Ma chi risponde più per le rime all´apoteosi di Tremonti fatta dal suo benefattore Berlusconi, è Visco, con una lunga nota che confronta cifre a cifre. «La verità è che lo stato dei conti pubblici lasciato da Tremonti era al limite del disastro, con cantieri aperti ma senza più un euro per finanziare i lavori, con contenziosi aperti e mai curati con l'Unione europea, con capitoli di bilancio ormai prosciugati, con l'Alitalia e le Fs sull'orlo del fallimento e con il crollo del gettito fiscale provocato dalla politica dei condoni». Per cui, secondo Visco, «è davvero singolare che oggi, a consuntivo, Tremonti abbia il coraggio di rivendicare un risultato che non è davvero suo e che prevede un miglioramento del fabbisogno di cassa di circa 31 miliardi di euro rispetto a quello calcolato dallo stesso Tremonti nella Relazione Trimestrale di Cassa presentata il 5 aprile 2006 (fabbisogno previsto da Tremonti per il 2006: 66,5 miliardi di euro; fabbisogno effettivo: 35,2 miliardi di euro). Lo dimostra – continua Visco - anche il risultato dell'indebitamento del 2006: nonostante il miglioramento del fabbisogno di cassa, l'indebitamento si collocherà tra il 5 e il 6 per cento del Pil, a causa della sentenza Iva, dei debiti Tav e del deficit generale, con una spesa corrente delle pubbliche amministrazioni, al netto delle uscite per interessi, che per l'eredità lasciata dal centrodestra ha raggiunto nell'anno appena concluso il livello più elevato dal 1980 (40,2 percento del Pil).

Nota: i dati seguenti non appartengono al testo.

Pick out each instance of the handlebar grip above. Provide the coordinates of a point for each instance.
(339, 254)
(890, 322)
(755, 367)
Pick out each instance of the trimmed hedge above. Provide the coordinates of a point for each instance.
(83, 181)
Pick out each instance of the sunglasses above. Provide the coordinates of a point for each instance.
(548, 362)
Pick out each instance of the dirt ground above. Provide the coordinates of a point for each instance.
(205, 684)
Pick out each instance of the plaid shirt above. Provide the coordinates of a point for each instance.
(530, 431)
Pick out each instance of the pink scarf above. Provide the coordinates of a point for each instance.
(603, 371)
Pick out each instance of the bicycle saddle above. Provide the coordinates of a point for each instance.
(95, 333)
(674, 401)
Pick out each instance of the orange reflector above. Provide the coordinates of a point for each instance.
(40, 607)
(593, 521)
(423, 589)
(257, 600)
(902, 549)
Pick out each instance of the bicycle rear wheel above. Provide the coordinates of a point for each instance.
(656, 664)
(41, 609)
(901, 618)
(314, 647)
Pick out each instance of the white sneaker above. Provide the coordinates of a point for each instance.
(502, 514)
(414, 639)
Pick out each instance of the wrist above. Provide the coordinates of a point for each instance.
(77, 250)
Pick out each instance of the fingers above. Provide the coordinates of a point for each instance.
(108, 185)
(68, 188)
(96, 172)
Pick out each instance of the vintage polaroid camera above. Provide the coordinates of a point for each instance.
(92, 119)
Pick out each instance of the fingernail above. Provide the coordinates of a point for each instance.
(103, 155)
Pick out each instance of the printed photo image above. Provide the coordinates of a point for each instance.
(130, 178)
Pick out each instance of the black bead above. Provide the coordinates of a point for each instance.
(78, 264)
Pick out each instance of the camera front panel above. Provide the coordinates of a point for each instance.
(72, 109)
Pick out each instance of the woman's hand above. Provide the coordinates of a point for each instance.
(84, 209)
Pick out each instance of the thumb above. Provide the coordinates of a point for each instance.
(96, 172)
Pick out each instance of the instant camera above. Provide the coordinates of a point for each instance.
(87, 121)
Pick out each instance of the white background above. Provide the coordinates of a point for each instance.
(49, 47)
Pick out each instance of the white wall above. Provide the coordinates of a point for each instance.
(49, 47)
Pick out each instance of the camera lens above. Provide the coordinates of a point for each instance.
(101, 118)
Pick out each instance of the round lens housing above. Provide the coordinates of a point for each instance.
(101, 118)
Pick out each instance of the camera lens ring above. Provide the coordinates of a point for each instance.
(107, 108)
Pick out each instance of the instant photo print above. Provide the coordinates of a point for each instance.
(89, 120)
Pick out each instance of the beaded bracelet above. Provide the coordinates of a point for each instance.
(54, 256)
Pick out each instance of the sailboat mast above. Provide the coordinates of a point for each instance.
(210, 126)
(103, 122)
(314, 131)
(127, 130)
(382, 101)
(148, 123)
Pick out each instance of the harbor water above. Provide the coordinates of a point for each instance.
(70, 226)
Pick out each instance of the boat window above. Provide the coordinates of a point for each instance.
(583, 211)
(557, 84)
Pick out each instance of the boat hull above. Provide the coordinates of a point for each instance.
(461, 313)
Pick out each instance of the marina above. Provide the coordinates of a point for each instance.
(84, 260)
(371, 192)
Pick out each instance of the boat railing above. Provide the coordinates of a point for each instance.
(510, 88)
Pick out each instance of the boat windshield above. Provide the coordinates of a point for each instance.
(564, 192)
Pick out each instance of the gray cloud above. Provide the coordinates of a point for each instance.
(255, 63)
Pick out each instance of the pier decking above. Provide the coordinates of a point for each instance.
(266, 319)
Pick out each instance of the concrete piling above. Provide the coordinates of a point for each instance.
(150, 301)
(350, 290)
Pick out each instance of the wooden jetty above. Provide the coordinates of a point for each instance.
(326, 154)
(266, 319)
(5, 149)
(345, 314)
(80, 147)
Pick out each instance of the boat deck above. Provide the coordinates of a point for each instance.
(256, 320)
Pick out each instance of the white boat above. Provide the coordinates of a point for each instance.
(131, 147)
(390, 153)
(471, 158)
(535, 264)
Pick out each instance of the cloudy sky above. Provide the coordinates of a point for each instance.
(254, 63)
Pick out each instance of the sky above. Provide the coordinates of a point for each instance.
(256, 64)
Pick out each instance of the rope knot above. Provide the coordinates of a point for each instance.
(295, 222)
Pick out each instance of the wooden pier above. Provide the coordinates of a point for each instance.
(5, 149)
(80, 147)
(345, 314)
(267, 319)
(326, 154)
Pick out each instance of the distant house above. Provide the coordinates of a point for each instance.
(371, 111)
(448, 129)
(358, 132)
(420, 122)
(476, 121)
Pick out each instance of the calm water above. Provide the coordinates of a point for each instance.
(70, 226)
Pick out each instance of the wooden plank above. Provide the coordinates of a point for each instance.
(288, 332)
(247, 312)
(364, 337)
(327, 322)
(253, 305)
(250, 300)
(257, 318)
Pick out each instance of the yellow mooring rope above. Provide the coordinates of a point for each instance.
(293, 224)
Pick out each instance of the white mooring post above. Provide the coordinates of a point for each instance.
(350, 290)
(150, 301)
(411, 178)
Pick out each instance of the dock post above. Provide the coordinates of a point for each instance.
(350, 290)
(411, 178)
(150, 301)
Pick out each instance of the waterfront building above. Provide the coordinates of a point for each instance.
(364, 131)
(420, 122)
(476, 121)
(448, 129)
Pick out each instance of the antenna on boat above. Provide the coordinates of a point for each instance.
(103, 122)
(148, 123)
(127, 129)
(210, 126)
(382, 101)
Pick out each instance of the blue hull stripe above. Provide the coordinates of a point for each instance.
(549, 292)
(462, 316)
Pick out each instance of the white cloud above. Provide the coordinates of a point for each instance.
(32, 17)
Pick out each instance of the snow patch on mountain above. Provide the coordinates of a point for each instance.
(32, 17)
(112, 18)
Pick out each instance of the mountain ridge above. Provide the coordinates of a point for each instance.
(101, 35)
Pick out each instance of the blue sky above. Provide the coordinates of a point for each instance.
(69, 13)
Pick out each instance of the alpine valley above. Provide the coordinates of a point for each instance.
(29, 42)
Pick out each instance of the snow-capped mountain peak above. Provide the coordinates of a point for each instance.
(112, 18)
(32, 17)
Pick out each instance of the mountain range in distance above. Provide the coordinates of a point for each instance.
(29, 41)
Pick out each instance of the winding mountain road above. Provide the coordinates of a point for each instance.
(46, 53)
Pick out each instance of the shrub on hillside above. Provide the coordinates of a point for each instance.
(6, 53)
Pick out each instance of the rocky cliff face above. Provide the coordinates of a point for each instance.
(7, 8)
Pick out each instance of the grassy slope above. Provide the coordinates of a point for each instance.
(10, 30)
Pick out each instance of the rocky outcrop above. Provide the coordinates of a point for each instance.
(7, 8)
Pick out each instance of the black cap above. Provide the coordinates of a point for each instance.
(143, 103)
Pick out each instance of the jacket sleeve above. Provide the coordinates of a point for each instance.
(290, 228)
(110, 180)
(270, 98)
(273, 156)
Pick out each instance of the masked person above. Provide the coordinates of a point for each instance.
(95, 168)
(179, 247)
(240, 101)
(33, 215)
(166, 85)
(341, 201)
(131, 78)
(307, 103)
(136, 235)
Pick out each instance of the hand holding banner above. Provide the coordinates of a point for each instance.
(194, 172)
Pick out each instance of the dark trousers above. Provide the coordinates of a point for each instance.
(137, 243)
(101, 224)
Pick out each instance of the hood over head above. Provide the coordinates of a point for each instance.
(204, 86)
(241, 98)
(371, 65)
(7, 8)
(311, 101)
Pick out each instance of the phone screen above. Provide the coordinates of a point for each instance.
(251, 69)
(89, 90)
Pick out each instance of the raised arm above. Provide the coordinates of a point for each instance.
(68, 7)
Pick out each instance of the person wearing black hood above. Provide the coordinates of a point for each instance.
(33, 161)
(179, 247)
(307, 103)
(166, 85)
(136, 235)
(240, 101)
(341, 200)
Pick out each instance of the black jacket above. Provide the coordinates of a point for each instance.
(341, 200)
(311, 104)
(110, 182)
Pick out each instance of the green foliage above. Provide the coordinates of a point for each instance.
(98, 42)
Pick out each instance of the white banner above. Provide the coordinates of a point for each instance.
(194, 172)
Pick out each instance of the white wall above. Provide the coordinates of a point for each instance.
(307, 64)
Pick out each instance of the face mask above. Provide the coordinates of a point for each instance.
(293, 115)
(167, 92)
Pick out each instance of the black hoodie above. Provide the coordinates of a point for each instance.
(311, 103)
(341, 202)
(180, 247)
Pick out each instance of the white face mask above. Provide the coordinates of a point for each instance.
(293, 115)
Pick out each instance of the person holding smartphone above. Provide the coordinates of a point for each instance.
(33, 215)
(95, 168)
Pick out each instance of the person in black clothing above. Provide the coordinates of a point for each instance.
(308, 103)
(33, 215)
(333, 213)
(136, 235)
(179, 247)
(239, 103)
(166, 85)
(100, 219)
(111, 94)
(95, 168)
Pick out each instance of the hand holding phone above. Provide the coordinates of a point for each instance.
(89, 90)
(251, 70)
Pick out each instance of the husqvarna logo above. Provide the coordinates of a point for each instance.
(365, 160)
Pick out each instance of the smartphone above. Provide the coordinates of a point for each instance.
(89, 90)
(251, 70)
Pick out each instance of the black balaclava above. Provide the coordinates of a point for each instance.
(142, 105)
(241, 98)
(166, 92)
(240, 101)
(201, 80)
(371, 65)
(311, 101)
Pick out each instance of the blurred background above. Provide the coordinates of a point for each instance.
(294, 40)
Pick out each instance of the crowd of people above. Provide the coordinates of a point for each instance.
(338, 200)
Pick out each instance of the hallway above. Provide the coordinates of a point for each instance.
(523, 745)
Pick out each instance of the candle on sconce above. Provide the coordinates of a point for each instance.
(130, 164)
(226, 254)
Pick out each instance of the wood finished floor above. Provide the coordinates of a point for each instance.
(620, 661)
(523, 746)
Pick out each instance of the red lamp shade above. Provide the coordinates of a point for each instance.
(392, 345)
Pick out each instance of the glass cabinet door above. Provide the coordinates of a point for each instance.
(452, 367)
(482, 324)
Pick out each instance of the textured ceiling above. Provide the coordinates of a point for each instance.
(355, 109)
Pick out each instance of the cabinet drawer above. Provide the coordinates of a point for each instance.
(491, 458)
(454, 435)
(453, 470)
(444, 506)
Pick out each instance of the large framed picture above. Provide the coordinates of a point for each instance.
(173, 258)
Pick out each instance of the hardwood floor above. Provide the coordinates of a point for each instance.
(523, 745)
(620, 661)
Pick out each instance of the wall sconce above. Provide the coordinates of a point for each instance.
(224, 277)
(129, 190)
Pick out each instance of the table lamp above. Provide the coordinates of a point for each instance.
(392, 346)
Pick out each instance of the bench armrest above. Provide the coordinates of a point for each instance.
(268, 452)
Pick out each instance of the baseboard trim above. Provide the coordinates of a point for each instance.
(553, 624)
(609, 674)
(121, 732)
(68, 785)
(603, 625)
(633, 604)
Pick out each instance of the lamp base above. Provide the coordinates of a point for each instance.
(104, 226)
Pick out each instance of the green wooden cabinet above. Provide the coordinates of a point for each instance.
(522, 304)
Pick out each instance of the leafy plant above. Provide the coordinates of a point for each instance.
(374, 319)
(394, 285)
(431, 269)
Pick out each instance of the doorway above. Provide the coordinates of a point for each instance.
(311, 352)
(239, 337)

Inoltre, in risposta al commentatissimo post di ieri http://rinascitanazionale.ilcannocchiale.it/?id_blogdoc=1307410 vorrei far notare come l'incremento del gettito si sia manifestato a partire da maggio e giugno e poi, in misura crescente, nei mesi successivi. Un fenomeno, questo, spiegato da Visco proprio con le misure prese e «con la fermezza dimostrata dal governo Prodi nel mettere fine alla politica dei condoni e nel perseguire la lotta all'evasione e all'elusione fiscale».

Un post molto articolato stavolta, che dovrebbe far riflettere, una volta per tutte, i miei amici pecoroni, i cittadini di Tocqueville e tutti quelli che hanno una visione distorta della realtà.

Grazie dell'attenzione.




Pubblicato il 4/1/2007 alle 11.47 nella rubrica Economia.